Back to the groove and how things can morph like you don't expect
Last time I wrote, I was about to explode the drums tracks on this song, so I could more easily work with the sections I want. In most software sequencers, there is a function where you can split a single track into several tracks, based on the notes. Good for drums, right, where the note values are more limited. Using Sonar 2.2, there is a Cakewalk Application Language (CAL) file that does this. This is one of the little odditites about Sonar, that there is this little computer language that you can write routines in that will work within Sonar. Not that I could write any of them, but some people can. On the one hand, its cool that its open, on the other its not like Sonar is doing anything to update the CAL stuff, which is cheesy since some of the functions, IMHO,should be built right into the program anyway, like in other software sequencers.
So I want to run this simple routine to spilt the drums into seperate tracks, and the CAL file should do this for me in a few seconds. Only problem is: which CAL file, since I have a ton of them, to make it work right.

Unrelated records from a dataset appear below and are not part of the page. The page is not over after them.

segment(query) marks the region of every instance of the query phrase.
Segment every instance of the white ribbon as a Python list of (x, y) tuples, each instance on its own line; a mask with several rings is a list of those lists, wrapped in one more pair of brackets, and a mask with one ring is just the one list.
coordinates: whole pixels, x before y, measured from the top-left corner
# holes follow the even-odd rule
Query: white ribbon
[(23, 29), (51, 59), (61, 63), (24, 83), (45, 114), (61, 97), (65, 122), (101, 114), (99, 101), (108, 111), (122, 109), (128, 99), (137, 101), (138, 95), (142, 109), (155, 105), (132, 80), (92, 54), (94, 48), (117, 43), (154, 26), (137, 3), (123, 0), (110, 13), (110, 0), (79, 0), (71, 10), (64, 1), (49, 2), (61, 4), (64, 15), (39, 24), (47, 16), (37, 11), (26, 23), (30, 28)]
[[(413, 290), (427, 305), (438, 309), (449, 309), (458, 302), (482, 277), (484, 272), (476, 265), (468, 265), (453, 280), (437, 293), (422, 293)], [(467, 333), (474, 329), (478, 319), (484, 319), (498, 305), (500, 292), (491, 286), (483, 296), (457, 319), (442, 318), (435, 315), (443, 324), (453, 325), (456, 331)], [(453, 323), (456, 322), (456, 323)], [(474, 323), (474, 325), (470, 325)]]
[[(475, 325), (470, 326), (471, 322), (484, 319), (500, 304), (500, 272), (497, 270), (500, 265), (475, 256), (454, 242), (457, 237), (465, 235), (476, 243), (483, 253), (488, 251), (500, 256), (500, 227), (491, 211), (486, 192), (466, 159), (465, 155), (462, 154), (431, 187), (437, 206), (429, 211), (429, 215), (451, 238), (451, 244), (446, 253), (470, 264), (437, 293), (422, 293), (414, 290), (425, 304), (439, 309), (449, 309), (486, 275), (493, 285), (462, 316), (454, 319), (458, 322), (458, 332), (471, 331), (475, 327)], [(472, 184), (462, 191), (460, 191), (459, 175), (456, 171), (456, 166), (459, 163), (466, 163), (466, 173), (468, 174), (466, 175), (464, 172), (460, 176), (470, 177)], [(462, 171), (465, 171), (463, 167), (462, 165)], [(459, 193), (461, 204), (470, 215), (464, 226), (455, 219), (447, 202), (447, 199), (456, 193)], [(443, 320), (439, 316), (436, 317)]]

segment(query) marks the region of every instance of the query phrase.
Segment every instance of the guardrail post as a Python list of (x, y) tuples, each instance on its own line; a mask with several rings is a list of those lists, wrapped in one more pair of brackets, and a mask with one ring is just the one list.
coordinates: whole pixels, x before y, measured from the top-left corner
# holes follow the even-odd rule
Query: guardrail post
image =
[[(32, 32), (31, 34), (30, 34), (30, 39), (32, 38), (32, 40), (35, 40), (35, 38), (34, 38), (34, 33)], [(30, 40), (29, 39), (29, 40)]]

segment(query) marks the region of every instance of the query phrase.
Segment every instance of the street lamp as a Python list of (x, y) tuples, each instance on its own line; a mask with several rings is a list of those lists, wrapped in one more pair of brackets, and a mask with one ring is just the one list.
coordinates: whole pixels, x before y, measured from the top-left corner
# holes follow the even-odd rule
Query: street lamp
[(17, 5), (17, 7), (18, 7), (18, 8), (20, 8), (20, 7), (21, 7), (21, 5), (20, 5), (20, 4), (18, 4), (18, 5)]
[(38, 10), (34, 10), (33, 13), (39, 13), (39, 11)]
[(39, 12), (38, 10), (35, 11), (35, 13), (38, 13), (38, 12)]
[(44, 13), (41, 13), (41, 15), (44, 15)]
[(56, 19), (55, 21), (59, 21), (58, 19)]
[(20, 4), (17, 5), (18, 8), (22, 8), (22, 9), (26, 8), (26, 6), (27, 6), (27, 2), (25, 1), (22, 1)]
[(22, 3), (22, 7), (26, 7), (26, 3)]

Turns out there are several that have names that sound sorta close. I try them all, and they all crash and die for different reasons. This means I have to go to the web and find the right routine. One thing that is great about Sonar is their searchable user group, and I find - after some difficulty, the answer there.
Net loss of time maybe 20 mintues, but it doesn't exactly get the juices flowing, ya know? However, I was able later to use another couple of CAl routines, for random panning and random velocity, with no problem and they work well. So the learning time was well spent.
Now I have all the tracks seperated. One bad thing about splitting the tracks is that the midi continuous control information stays on one track. A drag, and I may have to deal with it later. Anway, the first thing is to combine the hi hats. You are no doubt aware that the ER1 only has two hat samples, one open and one closed, but you can at least effect them with the ur, effects. I like the way they sound.
The other drums, the bass drum and the gong like sounds, I mute for the moment. This makes the whole song sound really peaceful and mellow, a good place to start. Then I start to bring in the other percussion, the weird gong sounds will all the analog strangeness they have - what Barbara my wife calls that science fiction stuff.
I listen over and over to this, muting/umuting the other drum parts. I become dissatisfied with some of the sounds and start to tinker with the ER1. One part of how I do things: I am pretty fearless when it comes to overwriting sounds in the synths, even if I don't really have to. I just like the flow of the work, and if I lose a tiny something? Well, I get a bit PO'ed but thats OK. I also don't tend to save lots of versions of things, like whole songs. I suppose it would be good, but I prefer to go forward not back.
The sounds are now mutating, but I go back and listen and really what I like aobut this piece is the bassline, the synthline, my horn and the cymbals. What I do is fire up another track, and copy the hats to this new track that is connected to my XL7. I start playing around with the sounds, and after a lot of experimentation, I hit on using a preset with some nice hats, including some reversed hits. In combination with the ER1 hats, this gives a sort of looser groove. I know it may sound strange to think of four hats playing at once, but it works for me.
I also try other bass sounds from the XL, and tweak the sound on the EA1 bass a bit. Nothing that inspiring....
At this point I ask Barbara to come down and give it a listen. At the risk of repeating myself, my wife (who played violin in her youth) has a great set of ears, and is very honest with what she likes and doesn't like. She listens to the tracks, and likes everything but the percussion sounds from the ER1. She says, this is a jazzy piece, what do you need that in there for, its fighting the feel of the music?
And damn if she doesn't hit it again. She also catches some out of tune notes - where the heck are my ears anyway?!?!?!?,then she splits and I get back to work.
I fix the blue notes - I must say, I listen to so much non-western music that things sometimes sound OK to me that to most people would clash, that or I am getting tone-deaf! - and do some more listening. I decide that yeah, I can live easily without the other ER1 percussion.
Now I do some more fooling with other percussion, and then it hits me that I could take one of the themes and with a bit of modification, I can make a nice little transitional flow. I know this piece needs at least one other section, and this is a rather tuneful, not radical way to do it. I then modify the bassline to fit and sort cheat - my chord progression, a down/up crawl that is half the length of the normal synth part, does not want to resolve cleanly. What I do is get is close to a nice resolution, but because the synth has lots of echo, I can let it fade. The pause, about 4 beats, is enough to let the listener have a nice not jarring transtiton between the parts. At least that is the idea.
At the end of this session, I have a now quite mutated song, in the sense that I am not using all the weird percussion stuff I recoded, that got me started on this song in the first place. I could be frustrated by this, but actually, the more that a new piece goes in a direction I could not predict, the better as far as I am concerned. As much as for any other reason, I play music to exercise and expand my mind. and the more it goes where I don't conciously direct it, the better. I still am going to use as much of the original horn part as possible, so I don't lose that live feel; I am sure I will have to record some more horn for the new sections tho.
So much for staying true to the original impulse, but who wants to know, really, where they are gonna end up when they start a new piece?